Over the next 14 years, Kerrigan passed through Boston, Philadelphia and New York with mixed results. For every admirer who hailed him for his preparation and brilliant baseball mind, there was a corresponding critic who regarded him as stubborn, heavy-handed or, worst of all, a condescending know-it-all.

After Kerrigan clashed with Brett Myers, Randy Wolf and Kevin Millwood to hasten his departure from the Phillies, a Philadelphia reporter wrote that he had devolved from the "The Professor'' to "Joe Almighty'' in his two seasons with the club.

"Joe is intense, passionate, driven, knowledgeable and not afraid to share his opinion,'' Huntington said. "There are times when guys don't want to hear opinions about their performance and what they need to do to get better. But in our situation, we needed somebody to come in here that had a proven track record and could help us get better. We thought that Joe was that guy.''

If Pittsburgh's young pitchers were at all dubious, they only needed to embrace reality. When your franchise hasn't finished .500 since 1992, it's not as though you have a right to be choosy.

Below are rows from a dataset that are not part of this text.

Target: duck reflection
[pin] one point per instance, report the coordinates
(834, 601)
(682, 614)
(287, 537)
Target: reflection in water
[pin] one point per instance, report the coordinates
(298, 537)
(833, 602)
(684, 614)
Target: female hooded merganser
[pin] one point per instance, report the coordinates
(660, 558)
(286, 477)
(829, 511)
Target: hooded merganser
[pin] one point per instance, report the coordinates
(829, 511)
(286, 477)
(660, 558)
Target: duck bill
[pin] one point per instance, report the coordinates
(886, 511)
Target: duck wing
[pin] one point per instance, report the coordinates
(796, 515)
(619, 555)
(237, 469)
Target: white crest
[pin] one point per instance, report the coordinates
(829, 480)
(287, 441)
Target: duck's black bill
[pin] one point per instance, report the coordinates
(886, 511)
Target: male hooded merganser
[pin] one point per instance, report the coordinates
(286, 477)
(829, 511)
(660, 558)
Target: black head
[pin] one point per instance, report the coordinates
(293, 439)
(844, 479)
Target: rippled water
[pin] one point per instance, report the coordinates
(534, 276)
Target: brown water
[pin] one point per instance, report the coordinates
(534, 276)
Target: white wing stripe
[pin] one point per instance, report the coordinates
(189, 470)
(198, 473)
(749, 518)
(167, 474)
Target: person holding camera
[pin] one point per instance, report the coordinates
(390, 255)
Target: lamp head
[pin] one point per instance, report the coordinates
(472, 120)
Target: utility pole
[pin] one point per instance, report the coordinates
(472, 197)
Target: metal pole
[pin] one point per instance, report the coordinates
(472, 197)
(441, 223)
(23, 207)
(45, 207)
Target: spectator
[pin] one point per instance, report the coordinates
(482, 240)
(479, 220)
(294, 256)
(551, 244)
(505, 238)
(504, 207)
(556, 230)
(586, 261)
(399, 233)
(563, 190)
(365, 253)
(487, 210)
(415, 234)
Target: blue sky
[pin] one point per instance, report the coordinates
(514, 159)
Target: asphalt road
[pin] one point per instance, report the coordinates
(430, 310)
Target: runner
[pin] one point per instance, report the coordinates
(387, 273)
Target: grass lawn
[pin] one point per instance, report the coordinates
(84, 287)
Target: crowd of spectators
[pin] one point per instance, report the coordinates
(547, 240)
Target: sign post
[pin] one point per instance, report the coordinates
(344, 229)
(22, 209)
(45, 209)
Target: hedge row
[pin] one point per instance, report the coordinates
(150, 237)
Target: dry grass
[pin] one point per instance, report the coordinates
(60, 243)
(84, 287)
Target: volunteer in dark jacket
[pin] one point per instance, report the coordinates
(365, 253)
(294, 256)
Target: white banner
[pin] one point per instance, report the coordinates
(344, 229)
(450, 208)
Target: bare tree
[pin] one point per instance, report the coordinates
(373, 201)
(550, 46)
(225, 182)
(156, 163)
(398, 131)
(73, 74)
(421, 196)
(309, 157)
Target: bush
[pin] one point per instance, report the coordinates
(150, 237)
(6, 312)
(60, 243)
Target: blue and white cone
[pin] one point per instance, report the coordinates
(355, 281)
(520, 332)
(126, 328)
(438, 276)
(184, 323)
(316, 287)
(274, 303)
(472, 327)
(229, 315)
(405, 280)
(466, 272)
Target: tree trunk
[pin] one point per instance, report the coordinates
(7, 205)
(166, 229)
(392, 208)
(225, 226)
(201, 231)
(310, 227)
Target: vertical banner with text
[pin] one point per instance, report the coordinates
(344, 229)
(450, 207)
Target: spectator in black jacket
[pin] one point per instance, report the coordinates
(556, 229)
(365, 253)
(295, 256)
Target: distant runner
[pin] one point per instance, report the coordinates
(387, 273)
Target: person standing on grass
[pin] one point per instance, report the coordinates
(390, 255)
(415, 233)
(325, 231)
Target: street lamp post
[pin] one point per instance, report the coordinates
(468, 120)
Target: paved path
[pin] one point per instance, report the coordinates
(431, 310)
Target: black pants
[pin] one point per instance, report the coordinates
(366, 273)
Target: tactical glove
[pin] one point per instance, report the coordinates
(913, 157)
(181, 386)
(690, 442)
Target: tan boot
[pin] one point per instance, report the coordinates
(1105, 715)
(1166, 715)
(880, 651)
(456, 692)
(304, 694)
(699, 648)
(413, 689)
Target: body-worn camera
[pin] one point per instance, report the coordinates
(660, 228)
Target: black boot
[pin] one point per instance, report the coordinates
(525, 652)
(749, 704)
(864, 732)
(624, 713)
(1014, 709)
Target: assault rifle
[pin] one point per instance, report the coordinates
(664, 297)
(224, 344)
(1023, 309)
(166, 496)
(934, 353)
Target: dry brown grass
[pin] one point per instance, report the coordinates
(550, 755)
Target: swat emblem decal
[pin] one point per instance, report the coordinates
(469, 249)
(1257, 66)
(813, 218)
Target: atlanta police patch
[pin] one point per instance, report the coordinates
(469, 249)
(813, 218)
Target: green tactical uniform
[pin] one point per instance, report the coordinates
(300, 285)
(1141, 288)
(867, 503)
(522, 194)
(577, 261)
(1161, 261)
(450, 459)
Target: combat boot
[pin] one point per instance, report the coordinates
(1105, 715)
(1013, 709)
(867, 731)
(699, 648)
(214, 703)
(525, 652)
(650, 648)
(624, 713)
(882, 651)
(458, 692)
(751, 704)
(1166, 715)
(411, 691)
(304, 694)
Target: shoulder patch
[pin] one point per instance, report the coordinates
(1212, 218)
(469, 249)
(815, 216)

"We weren't good last year, so we're very open to hearing new information and new criticisms,'' Zach Duke said. "And we're willing to work to get better.''

While April has brought surprising starts in Seattle and Toronto, another upbeat story is taking shape in Pittsburgh. True, it's only three weeks, but the Pirates are 11-8 despite a slew of early injuries. They rank second in the major leagues with a 3.36 ERA even after a bullpen implosion ruined a comeback bid in a 10-5 loss to Milwaukee on Monday.

This is precisely the synergy that Huntington was hoping for when he plucked Kerrigan from his role as a studio analyst with Comcast SportsNet in Philadelphia to mentor Pittsburgh's young pitchers.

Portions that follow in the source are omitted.